Unknown dollars dumped in Pa. US Senate race

    Millions of dollars from outside sources are pouring into attack ads for the Pennsylvania US Senate race. The sharp increase in what’s called “independent expenditures” this year has good government activists worried about where this money comes from.

    Recent court rulings have made it easier to dump money into political campaigns. But some of these groups are not required to disclose their own funders.

    Four years ago, in the 2006 Senate race, outside groups–including political action committees, unions and national party organizations–spent a little more than $1 million on six candidates. So far, in this year’s election, that number has topped $5 million for the two candidates.

    The Toomey campaign has gotten several million dollars worth of television ad support–including this one sponsored by a group backed by Republican operative Karl Rove.

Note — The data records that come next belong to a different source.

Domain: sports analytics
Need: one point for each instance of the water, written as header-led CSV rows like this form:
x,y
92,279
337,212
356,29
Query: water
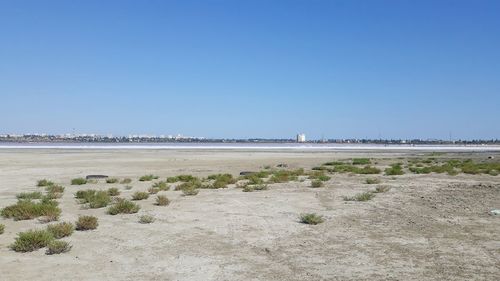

It attacks the Democratic candidate Joe Sestak.

    “…gutting medicare, hurting seniors, killing jobs, Pennsylvanians can’t afford Joe Sestak. Crossroads GPS is responsible for this advertising.”

    Rove’s group has spent a $500,000 in Pennsylvania. That’s on top of nearly $800,000 from the conservative Club for Growth, which Toomey used to run.

    Democrat Joe Sestak has gotten millions of dollars of support from the traditional party coffers.

    Here’s one of the spots paid for by the Democratic Senatorial Campaign Committee — attacking Toomey.

    “….privatizing social security, helping Wall Street, Pat Toomey, he’s not for you. The Democratic Senatorial Campaign Committee is responsible for the content of this advertising.’

    Dave Levinthal tracks political spending at the Center for Responsive Politics.

    “We’re tracking this hour by hour and we literally see millions of dollars every day flowing into the political system in the form of these independent expenditures and these electioneering communications which are going up on your televisions and radio.”

    Levinthal says by November the total spent nationwide will top $100,000,000 and voters will not know who’s really paying for the airtime.